How weird is it that one of the books that changed my life is one that I didn’t even like that much? Moby Dick was a real slog to read, I’m not going to lie. I would drift off in the middle of endless chapters about whale sperm and oil paintings, wondering what the heck Melville was getting at. But this was the book I was reading when I decided to quit my job at the bank, to pursue a life of writing and reading and creativity. This was the book that inspired me to make a “proper go” of Keeping Up With The Penguins, and various other projects. This was the book that made me realise a classic need not be “readable” in order to be extraordinarily important and beneficial to have read. My tattered copy of Moby Dick (another one “borrowed” from my now-husband’s collection actually, ha! We’ve come full circle!) is talismanic, now, and it’s probably the first thing I would grab in the event of a fire. Read my full review of Moby Dick here.


So, there you have it: the seven books that changed my life, and how!
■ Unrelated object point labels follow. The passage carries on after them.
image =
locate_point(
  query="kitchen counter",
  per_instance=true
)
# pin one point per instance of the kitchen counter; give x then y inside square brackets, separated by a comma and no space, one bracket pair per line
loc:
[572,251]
I can only imagine where I’d be if I hadn’t read any one of them… What about you? What books have changed your life? Let me know in the comments!

5 Comments

  1. What an awesome post! Without going into detail, my seven books might look like:
    Charlotte’s Web by E.B. White
    The Bible (there’s a whole load of philosophical ‘stuff’ for me that goes with this listing and I think you’d actually find it interesting, but in a nutshell, for a few years in my late teens, I examined this book in great detail with a view to understanding all the things I had to that point been told to take for granted)
    The Poisonwood Bible by Barbara Kingsolver
    Handle with Care by Jodi Picoult
    Circle of Friends by Maeve Binchy
    Great Expectations by Charles Dickens
    Tess of the d’Urbervilles by Thomas Hardy

    • ShereeKUWTP

      May 23, 2020 at 1:27 PM

      Oh, yes, Charlotte’s Web! Perhaps I didn’t look back far enough with my list – books like CW and Matilda definitely made a strong impression on my young mind about the importance and power of literacy ❤️ And I’ve still got The Poisonwood Bible waiting for me on my to-be-read shelf, I must get to it soon!

  2. I was trying to think if a book ever changed my life. I’m not certain that it ever has. I suppose there have been books that have changed my thinking but a number of those would be non-fiction. The only fiction book that I can remember changing my thinking was Jonathan Livingston Seagull by Richard Bach. But that was such a long time ago.

  3. My reaction to the Karen Joy Fowler was nowhere as enthusiastic as you sorry.

    Love the story about the role of Nietzsche in your love life – it’s an unusual way to form a relationship!

    My life changing books? I did something similar as a guest post a few years ago and ended up also choosing Orwell, but an entirely different book. I chose a collection of his essays which awoke in my an appreciation of good journalism and led, eventually to my selection of that as a career. I also included a book loaned from the guy who became my husband – it was a style guide written by a newspaper columnist. It changed how I wrote and invoked a life-long detestation of cliches…

    • ShereeKUWTP

      June 11, 2020 at 8:59 PM

      Yes!! I have that recommendation of Orwell’s – “never use a phrase that you’re used to seeing in print” – on a post-it on the wall above my desk 😁 Great pick!!